Ethiopia has huge renewable energy potential. Its government estimates the country to produce roughly 45GW of hydropower alone, though only 5% of this potential has yet been realised.

It is no surprise that the government prioritised renewable energy development in its first five-year Growth and Transformation Plan (2010-15). It set out to increase generation capacity from 2GW to 10GW, though to date only around 4.5GW is operational due to project delays.

The Growth and Transformation Plan II published in 2016 upped that renewable energy target by another 5GW by 2022. 

In October (2018), the government unveiled its ambitious $7 billion energy and road programme which included the development of 14 hydro and solar projects with a combined generating capacity of 3GW.

How Ethiopia will fund construction of the projects is in some doubt.

The country has been a grateful recipient of funds via China’s Belt and Road Initiative (BRI). Projects constructed by Chinese firms include waste-to-energy, wind and hydro developments, but rising levels of government debt – in part due to major infrastructure projects – are becoming a concern.

Consequently, the government is hoping to attract greater private investment into its projects. Earlier this year (2018) it announced new PPP legislation that set out the structure of projects procured under this model.

Renewables development across Sub-Saharan Africa has tended to be piecemeal and sporadic. Many countries have turned to project financing – and private investors – to build solar and wind farms, but making projects bankable is a challenge.

South Africa is one country which has had significant success, however. Like Ethiopia, it set aggressive targets for renewable energy generation around a decade ago but has relied far less heavily on Chinese funding to meet its objectives.  

 

As shown by IJGlobal data, renewable energy has accounted for nearly half of the 168 projects in South Africa since 2013, and these projects have attracted sponsors from a range of countries.

 

South African companies still account for a significant chunk of the equity invested in these projects, but legal requirements for local content and black economic empowerment make this inevitable. That the country has also attracted so much foreign equity capital, particularly from Europe, is credit to the creditworthiness of its Renewable Energy IPP programme.

Chinese firms have to date only played a very small role in this market.

The debt picture is very different. Project revenues are paid in local Rand, and so local banks have a distinct competitive advantage and dominate the market. Some lenders from the UK and India have participated on transactions, but most international banks have neither the Rand reserves nor the appetite to assume foreign exchange risk on such a volatile currency. 

Ethiopia may look to South Africa as an inspiration for achieving its renewables goals but there are major differences between the countries.

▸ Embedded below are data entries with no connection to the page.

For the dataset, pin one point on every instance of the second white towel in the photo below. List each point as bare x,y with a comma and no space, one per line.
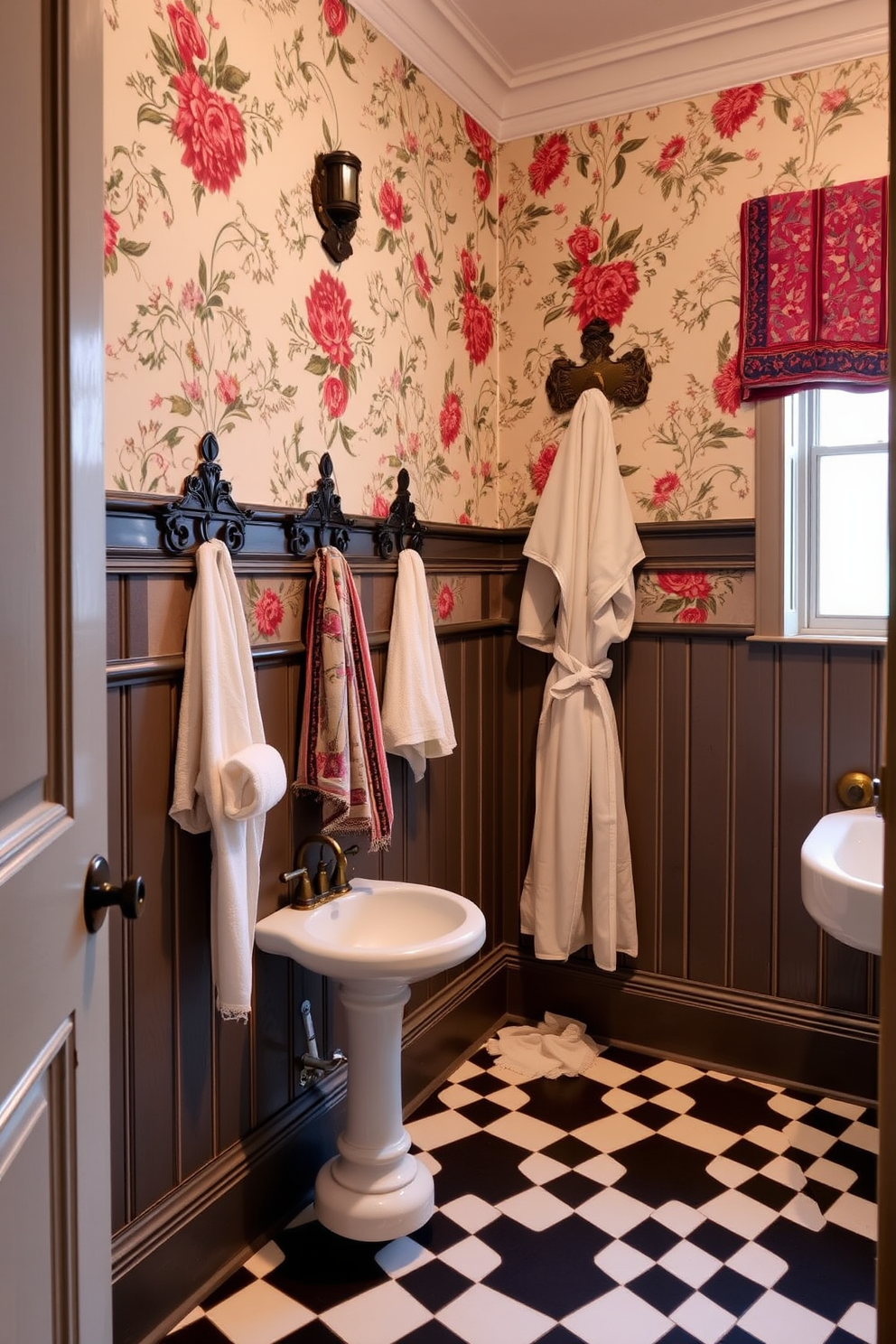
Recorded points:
416,715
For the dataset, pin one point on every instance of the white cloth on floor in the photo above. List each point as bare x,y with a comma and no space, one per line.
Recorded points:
416,714
557,1047
578,598
220,718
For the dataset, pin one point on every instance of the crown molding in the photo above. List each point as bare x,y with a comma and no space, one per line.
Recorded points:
760,42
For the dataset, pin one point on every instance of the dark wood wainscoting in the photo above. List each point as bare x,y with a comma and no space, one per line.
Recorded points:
731,751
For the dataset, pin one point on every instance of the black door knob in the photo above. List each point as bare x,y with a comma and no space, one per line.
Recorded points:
99,894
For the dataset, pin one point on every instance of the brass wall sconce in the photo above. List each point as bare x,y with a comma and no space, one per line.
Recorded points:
338,203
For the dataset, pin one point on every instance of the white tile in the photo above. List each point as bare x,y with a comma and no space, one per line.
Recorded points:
832,1173
264,1261
689,1264
614,1212
618,1317
807,1139
862,1136
402,1255
786,1172
540,1170
482,1316
739,1214
443,1128
766,1137
535,1209
862,1321
678,1218
697,1134
760,1265
673,1099
607,1071
789,1106
259,1315
611,1134
672,1074
728,1172
703,1319
778,1320
857,1215
524,1131
379,1316
471,1258
471,1212
805,1211
603,1170
622,1262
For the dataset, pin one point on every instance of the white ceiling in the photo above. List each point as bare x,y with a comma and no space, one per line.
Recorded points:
528,66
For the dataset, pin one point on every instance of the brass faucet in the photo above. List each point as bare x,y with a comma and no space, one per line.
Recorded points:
314,894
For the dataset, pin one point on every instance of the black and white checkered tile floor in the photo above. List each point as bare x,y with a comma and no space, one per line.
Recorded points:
647,1200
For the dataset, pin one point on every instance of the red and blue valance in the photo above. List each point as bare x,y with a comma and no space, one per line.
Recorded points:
813,291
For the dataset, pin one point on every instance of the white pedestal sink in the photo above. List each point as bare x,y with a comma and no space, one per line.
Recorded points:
377,939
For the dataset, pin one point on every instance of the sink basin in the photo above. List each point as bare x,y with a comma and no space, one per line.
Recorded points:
843,876
380,930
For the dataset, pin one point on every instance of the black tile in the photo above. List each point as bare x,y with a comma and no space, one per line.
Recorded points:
661,1289
551,1272
434,1285
733,1291
659,1170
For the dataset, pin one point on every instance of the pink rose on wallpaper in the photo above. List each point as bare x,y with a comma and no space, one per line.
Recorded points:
480,139
335,18
664,488
228,388
328,317
188,35
445,602
605,292
548,162
110,228
422,275
450,418
583,242
725,386
733,107
691,583
269,613
335,397
477,328
540,468
669,152
391,207
211,132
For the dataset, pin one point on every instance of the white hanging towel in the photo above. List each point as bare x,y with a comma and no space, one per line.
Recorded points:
578,598
416,715
226,776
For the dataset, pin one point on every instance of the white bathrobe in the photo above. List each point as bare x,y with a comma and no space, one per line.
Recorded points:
578,600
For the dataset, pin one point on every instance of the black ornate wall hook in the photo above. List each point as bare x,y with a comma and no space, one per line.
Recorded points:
322,522
204,504
402,522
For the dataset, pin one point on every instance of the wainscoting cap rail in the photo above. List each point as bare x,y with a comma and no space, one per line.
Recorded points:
204,503
402,522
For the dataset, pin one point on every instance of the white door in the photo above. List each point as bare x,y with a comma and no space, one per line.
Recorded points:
54,1055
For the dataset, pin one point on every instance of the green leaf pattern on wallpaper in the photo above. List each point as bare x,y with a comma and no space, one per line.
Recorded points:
223,312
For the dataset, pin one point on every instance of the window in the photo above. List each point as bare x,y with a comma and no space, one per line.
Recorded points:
822,515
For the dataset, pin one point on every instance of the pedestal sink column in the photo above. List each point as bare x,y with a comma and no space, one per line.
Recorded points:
374,1190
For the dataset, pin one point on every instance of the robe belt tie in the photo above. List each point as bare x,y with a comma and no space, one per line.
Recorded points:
579,675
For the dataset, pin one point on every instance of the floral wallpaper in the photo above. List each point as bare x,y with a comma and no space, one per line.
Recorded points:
474,265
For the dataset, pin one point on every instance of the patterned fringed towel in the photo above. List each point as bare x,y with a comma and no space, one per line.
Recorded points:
341,758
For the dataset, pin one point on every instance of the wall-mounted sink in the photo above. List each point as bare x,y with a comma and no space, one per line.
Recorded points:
375,939
843,876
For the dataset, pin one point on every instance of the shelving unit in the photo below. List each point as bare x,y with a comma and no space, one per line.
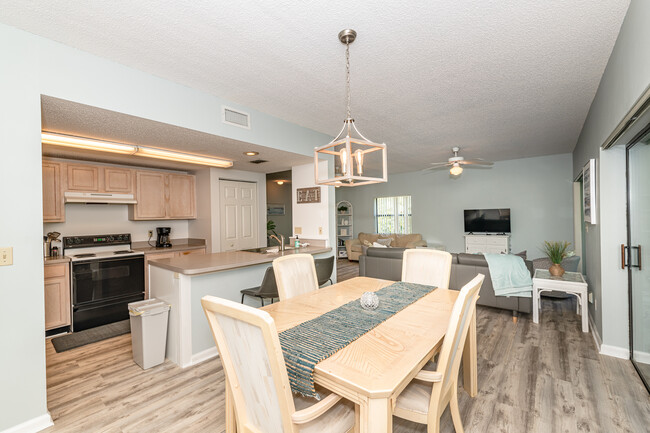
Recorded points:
343,227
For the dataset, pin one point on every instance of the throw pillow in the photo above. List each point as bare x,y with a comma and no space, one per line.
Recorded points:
385,241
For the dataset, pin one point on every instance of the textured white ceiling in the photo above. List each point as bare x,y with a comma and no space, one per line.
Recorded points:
502,79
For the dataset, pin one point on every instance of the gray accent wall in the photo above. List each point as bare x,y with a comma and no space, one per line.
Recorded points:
626,77
538,191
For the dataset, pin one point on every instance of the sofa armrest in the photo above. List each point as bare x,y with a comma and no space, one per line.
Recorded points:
349,243
420,243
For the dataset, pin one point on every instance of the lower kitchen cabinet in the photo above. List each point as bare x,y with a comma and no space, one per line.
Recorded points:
163,255
57,295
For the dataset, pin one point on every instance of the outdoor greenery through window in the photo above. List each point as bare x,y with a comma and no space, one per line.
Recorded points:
393,214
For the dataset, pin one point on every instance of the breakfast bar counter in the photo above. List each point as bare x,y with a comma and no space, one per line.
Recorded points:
183,281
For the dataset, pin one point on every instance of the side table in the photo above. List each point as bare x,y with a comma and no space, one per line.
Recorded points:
572,283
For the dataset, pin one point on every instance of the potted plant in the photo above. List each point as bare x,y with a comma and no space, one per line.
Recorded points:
556,251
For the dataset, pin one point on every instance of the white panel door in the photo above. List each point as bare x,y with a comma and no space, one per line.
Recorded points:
238,215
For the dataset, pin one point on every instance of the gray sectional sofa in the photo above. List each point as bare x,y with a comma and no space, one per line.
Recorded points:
386,263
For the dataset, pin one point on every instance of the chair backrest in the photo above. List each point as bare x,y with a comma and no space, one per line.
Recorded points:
251,355
324,268
454,343
268,288
295,274
426,266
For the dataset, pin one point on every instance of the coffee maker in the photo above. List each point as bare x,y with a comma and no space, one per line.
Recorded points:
162,240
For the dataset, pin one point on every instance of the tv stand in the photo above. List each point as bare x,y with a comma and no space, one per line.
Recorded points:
487,243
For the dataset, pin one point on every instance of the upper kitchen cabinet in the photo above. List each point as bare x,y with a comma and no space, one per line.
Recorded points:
53,209
82,177
164,196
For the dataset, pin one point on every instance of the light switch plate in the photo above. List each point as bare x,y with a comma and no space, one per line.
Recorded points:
6,256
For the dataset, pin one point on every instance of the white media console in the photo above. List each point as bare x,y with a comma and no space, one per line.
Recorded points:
498,244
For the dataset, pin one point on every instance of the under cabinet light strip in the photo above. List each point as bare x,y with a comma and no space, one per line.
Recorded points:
129,149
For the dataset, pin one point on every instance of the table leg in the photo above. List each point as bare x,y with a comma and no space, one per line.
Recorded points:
231,422
585,312
536,302
376,416
470,357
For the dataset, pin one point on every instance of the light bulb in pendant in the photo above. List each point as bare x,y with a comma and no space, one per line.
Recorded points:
456,169
358,154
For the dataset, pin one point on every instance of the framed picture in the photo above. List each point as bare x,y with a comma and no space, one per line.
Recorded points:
589,191
274,209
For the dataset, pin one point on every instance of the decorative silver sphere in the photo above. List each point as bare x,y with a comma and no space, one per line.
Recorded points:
369,301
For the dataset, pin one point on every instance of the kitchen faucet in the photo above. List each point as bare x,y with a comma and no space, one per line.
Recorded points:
280,240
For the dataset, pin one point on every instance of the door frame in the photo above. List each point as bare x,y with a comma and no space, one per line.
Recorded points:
634,141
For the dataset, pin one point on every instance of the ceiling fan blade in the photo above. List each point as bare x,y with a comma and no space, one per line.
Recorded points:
477,162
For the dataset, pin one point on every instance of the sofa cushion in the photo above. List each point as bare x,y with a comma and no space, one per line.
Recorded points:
402,240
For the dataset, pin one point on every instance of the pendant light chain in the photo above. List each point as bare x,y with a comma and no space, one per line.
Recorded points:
347,68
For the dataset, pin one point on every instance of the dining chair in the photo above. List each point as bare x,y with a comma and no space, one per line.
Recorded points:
426,266
267,290
257,380
436,385
295,274
324,268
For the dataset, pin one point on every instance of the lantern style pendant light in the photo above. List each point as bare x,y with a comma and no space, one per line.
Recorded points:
357,160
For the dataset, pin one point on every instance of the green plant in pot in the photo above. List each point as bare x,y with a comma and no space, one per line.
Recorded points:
556,251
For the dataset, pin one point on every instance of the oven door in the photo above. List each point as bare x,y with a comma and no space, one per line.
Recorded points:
106,279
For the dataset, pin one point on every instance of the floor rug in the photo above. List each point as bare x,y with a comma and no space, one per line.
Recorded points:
93,335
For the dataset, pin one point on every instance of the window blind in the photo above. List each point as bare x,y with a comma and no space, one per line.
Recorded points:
393,214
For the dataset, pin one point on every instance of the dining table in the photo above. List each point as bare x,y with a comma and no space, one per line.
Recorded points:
372,370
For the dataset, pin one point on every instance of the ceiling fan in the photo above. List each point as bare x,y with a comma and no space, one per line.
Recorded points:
456,163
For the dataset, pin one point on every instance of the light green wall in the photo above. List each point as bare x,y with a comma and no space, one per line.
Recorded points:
31,66
537,190
626,76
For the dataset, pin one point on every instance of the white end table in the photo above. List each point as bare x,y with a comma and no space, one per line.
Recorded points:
572,283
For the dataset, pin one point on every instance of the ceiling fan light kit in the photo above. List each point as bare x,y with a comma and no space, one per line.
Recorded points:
357,160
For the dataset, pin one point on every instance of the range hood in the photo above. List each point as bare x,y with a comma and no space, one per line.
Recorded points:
99,198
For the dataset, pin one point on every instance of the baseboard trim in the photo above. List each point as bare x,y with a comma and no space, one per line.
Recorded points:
33,425
198,358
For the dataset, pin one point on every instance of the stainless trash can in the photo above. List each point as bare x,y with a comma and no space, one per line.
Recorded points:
149,331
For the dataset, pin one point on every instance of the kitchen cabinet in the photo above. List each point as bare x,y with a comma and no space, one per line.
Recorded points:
118,180
164,196
53,209
57,295
164,255
83,177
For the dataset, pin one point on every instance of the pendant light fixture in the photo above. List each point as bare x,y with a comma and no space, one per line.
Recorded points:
357,160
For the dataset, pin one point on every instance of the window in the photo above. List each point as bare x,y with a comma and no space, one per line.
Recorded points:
393,214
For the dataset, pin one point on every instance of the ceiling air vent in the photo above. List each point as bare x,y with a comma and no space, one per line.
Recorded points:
236,118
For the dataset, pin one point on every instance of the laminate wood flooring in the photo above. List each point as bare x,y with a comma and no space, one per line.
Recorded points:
532,378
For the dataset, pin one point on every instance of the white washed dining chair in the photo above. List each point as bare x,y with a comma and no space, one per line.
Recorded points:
426,266
295,274
436,386
256,376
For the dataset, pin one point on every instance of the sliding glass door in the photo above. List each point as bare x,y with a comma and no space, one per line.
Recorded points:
637,257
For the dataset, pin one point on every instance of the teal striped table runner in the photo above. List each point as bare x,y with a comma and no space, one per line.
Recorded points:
307,344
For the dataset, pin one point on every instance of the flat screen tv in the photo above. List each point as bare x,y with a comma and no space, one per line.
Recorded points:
487,220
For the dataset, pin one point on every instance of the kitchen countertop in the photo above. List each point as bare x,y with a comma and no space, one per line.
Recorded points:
177,245
197,264
55,260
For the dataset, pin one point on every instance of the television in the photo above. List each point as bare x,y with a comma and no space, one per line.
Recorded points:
487,220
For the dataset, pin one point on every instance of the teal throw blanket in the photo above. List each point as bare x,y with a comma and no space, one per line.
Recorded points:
510,276
307,344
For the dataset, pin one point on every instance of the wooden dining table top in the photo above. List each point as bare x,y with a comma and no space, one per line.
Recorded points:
381,362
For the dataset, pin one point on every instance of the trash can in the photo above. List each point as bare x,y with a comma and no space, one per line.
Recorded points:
149,331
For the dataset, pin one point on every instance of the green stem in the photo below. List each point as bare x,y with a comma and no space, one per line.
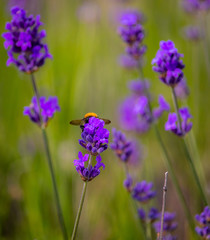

Though Eskom has had its challenges in recent years, it is much more established than Ethiopia Electric Power or Ethiopia Electric Utility, which have limited experience with PPAs. The grid in Ethiopia is also far less established and in need of significant investment, with large parts of the country not connected to a regular power supply.

Perhaps even more significantly, Ethiopia’s local banking sector has neither the liquidity nor sophistication of banks in South Africa. Ethiopia is likely to have to rely on development finance institutions for the bulk of debt financing required.

Many development banks and the US government’s Power Africa initiative are working to get a variety of independent renewable power projects off the ground in Ethiopia. But it would be truly impressive if the country was able to replicate the success of its Southern African counterpart.